Qu’importe le flacon, pourvu qu’on ait l’ivresse ?

— C’est aussi vrai que deux et deux font quatre, ce que vous dites-là, dit Rodolphe au poëte.

— Oui, répondit celui-ci, c’est vrai et triste comme la moitié et demie des vérités. Bonsoir.

Deux jours après, mademoiselle Mimi apprit que Rodolphe avait une nouvelle maîtresse. Elle ne s’informa que d’une chose, savoir : s’il lui embrassait aussi souvent les mains qu’à elle.

— Aussi souvent, répondit Marcel. De plus, il lui embrasse les cheveux les uns après les autres, et ils doivent rester ensemble jusqu’à ce qu’il ait fini.
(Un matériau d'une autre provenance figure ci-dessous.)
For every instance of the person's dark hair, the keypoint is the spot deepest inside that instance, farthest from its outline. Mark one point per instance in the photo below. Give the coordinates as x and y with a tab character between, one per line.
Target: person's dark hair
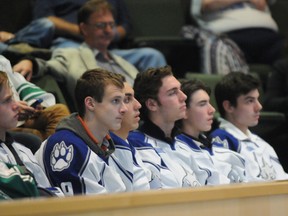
147	85
91	7
93	83
232	86
3	80
188	87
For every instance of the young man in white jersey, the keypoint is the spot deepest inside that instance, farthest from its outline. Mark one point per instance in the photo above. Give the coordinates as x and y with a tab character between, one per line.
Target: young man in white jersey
237	97
126	158
163	103
218	165
76	156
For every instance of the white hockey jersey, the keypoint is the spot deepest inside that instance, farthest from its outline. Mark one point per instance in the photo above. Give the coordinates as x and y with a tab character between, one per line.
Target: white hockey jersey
261	161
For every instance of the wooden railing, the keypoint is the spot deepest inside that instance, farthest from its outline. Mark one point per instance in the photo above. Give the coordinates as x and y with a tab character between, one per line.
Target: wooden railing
269	198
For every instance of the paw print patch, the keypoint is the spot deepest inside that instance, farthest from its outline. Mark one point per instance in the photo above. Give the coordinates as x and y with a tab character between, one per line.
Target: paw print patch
61	156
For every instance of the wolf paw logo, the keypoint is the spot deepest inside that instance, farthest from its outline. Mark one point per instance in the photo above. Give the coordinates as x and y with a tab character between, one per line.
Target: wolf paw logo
61	156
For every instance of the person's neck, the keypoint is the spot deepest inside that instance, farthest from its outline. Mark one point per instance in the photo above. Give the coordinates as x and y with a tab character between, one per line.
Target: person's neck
122	134
190	131
166	127
3	135
97	131
244	129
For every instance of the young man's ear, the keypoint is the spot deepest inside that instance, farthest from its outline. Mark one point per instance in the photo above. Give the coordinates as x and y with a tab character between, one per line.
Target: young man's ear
227	106
151	104
89	103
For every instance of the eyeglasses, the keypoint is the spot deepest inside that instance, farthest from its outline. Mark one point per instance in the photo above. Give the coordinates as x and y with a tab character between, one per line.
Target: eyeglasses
103	25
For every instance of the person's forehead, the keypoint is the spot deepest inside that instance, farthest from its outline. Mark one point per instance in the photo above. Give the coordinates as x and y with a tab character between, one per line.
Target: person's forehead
253	93
128	89
111	89
169	82
199	95
98	15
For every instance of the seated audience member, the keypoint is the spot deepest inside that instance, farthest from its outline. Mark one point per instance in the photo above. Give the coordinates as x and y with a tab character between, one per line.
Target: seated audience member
220	165
15	183
248	23
125	157
40	120
68	64
162	103
237	99
76	156
11	152
55	26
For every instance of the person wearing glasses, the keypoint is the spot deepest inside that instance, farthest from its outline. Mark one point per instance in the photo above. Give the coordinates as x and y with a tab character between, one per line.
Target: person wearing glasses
96	22
55	26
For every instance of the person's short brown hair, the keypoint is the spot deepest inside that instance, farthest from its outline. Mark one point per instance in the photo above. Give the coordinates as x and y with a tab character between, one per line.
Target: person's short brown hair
3	79
92	83
147	85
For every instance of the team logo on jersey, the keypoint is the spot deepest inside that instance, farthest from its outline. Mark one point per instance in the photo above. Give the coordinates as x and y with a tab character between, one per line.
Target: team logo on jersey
220	142
61	156
189	180
267	171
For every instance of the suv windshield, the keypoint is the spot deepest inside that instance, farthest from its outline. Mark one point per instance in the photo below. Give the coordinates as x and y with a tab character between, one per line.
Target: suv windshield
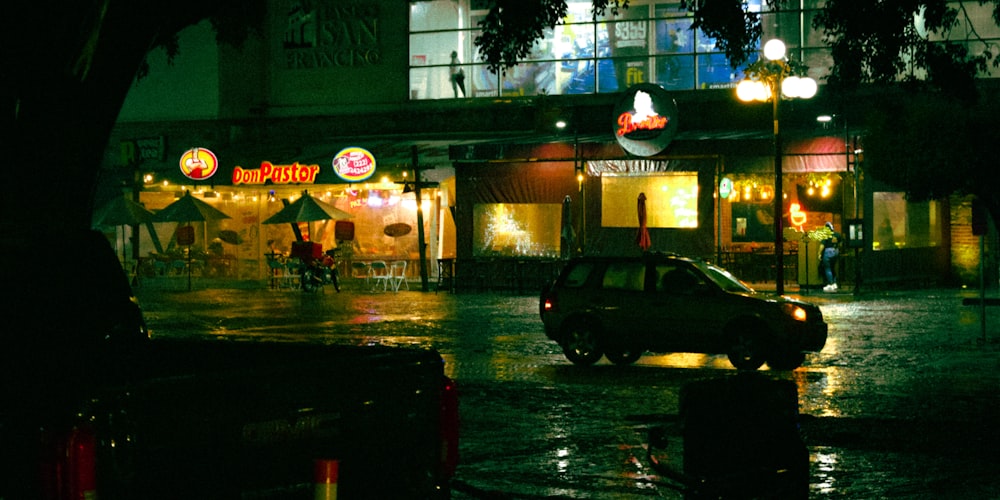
726	281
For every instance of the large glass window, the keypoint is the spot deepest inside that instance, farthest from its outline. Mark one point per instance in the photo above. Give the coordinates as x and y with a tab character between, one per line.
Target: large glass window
648	42
671	199
517	229
651	41
903	224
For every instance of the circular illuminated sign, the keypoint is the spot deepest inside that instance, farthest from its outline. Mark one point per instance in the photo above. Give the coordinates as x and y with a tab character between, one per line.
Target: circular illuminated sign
199	163
645	119
354	164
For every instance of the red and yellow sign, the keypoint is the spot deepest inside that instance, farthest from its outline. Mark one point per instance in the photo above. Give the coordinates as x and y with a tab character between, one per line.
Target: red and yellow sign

— Ah ! répondit Mimi en passant ses mains dans sa chevelure, c’est bien heureux qu’il n’ait pas imaginé de m’en faire autant, nous serions restés ensemble toute la vie. Est-ce que vous croyez que c’est bien vrai qu’il ne m’aime plus du tout, vous ?

— Peuh !… Et vous, l’aimez-vous encore ?

— Moi, je ne l’ai jamais aimé de ma vie.

— Si, Mimi, si, vous l’avez aimé, à ces heures où le cœur des femmes change de place. Vous l’avez aimé, et ne vous en défendez pas, car c’est votre justification.

— Ah ! bah ! dit Mimi, voilà qu’il en aime une autre, maintenant.